The Jebel Jais mountains and the winding roads leading to the summit (Shutterstock)
Climb Jebal Al Jais, the UAE’s highest mountain, in the Hajar peaks – also home to the UNESCO-listed prehistoric settlements of Bat, Al Khutm and Al Ayn. Elsewhere, Jazirat Al Hamra, an abandoned coral-blocked fishing village, and 16th-century Dhayah Fort, which now rewards visitors with panoramic vistas, are well worth a visit. HOW TO GET THERE: Fly with Qatar Airways from several UK airports via Doha. Or fly to Dubai; Ras al-Khaimah is a 2hr drive from there.
East-coast Fujairah has a very different feel to the rest of the UAE. David calls it a “hidden jewel”, and it is visited far less by travellers. Its namesake fort – the country’s oldest – has also just reopened after renovations.
“The UAE’s oldest mosque, Al Badiyah, is in Fujairah, too,” adds Middle East expert Matthew Teller. But the emirate’s main draw is its reefs, which are perfect for snorkelling and diving. Swim in the shallow waters of Martini and Sharm Rock to spot rays, reef sharks and turtles near Shark Island and Snoopy Island (named after the cartoon dog). HOW TO GET THERE: Fly to Dubai; Fujairah is around a 2hr drive from there.
Sharjah is Dubai’s near-neighbour – though very different. It brims with history: a rich combination of forts and souks. Its ‘heritage centre’ is also sprinkled with museums, including the 19th-century Al Hisn Fort, which reopened in 2015 with a number of exhibits exploring its ruling family’s history.
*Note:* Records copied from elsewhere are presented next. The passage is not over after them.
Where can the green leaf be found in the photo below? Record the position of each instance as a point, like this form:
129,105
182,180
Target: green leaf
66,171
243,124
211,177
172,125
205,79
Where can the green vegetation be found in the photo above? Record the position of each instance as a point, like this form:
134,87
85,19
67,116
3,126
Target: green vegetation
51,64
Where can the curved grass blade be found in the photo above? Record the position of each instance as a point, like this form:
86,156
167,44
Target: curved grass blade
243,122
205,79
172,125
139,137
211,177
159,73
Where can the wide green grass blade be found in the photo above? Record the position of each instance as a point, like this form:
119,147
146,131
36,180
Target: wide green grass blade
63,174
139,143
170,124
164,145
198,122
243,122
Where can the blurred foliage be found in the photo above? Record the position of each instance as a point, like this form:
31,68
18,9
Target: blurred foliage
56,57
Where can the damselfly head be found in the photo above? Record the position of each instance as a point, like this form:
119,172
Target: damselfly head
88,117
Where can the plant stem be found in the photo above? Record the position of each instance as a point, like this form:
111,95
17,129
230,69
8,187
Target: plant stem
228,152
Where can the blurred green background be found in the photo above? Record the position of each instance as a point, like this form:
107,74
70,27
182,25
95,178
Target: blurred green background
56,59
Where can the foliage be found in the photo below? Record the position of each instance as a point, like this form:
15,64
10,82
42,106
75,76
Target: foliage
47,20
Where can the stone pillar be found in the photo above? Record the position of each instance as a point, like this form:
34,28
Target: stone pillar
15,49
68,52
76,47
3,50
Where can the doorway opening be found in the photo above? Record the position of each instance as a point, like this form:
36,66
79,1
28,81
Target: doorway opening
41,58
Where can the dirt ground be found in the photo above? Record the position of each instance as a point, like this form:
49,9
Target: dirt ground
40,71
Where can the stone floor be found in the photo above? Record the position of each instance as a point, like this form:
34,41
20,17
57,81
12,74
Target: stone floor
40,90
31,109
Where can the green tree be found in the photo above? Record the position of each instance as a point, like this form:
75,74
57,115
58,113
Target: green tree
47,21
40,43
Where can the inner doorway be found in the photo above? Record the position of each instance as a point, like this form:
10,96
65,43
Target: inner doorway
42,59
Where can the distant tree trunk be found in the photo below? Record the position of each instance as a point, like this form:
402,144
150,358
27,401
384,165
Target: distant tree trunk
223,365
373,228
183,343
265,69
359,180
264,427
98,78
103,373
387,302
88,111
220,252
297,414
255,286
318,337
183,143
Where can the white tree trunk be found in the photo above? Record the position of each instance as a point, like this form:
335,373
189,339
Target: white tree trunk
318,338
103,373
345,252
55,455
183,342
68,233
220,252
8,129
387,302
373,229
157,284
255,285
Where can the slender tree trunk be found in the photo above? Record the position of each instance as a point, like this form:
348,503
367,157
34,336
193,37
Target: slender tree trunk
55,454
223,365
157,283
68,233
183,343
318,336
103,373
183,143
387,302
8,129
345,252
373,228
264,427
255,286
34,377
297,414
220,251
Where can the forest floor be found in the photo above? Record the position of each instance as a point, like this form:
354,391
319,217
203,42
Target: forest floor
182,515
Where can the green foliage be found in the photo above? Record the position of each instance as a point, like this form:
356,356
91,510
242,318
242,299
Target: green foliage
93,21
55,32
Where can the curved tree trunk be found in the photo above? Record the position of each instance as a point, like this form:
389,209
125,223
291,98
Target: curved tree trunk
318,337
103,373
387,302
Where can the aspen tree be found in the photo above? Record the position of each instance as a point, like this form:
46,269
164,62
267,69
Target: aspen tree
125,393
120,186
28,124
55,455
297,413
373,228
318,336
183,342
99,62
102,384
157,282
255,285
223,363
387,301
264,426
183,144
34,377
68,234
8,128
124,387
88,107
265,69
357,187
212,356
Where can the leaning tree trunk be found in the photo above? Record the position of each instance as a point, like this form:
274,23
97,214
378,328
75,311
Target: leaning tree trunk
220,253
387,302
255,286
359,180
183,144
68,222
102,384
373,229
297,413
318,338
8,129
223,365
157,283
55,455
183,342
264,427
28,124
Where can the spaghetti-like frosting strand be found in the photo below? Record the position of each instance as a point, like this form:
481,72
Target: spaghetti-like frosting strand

The retail-heavy Blue Souk is the city’s most famous landmark, but try Souq Al Arsah instead – one of the UAE’s oldest. Out of the city: dune safaris are popular, while fragments of the emirate lie on the country’s east coast – a snorkelling hotspot. HOW TO GET THERE: Fly to Dubai; Sharjah is around a 20min drive from there.
Umm al-Quwain & Ajman
Little Umm al-Quwain has stuck to its traditional roots since it began life as a fishing village. It is home to two important archaeological sites, though: Al Dur, a huge 2,000-year-old coastal city, and Tell Abraq, a desert city dating from around 2,000BC.
Ajman is even tinier, and apart from its namesake fort, its main claim to fame is its traditional dhow building yard, the largest one still operating in the world. HOW TO GET THERE: Fly to Dubai; Ajman is around a 45min drive from there; Umm al-Quwain is about 1.5hrs.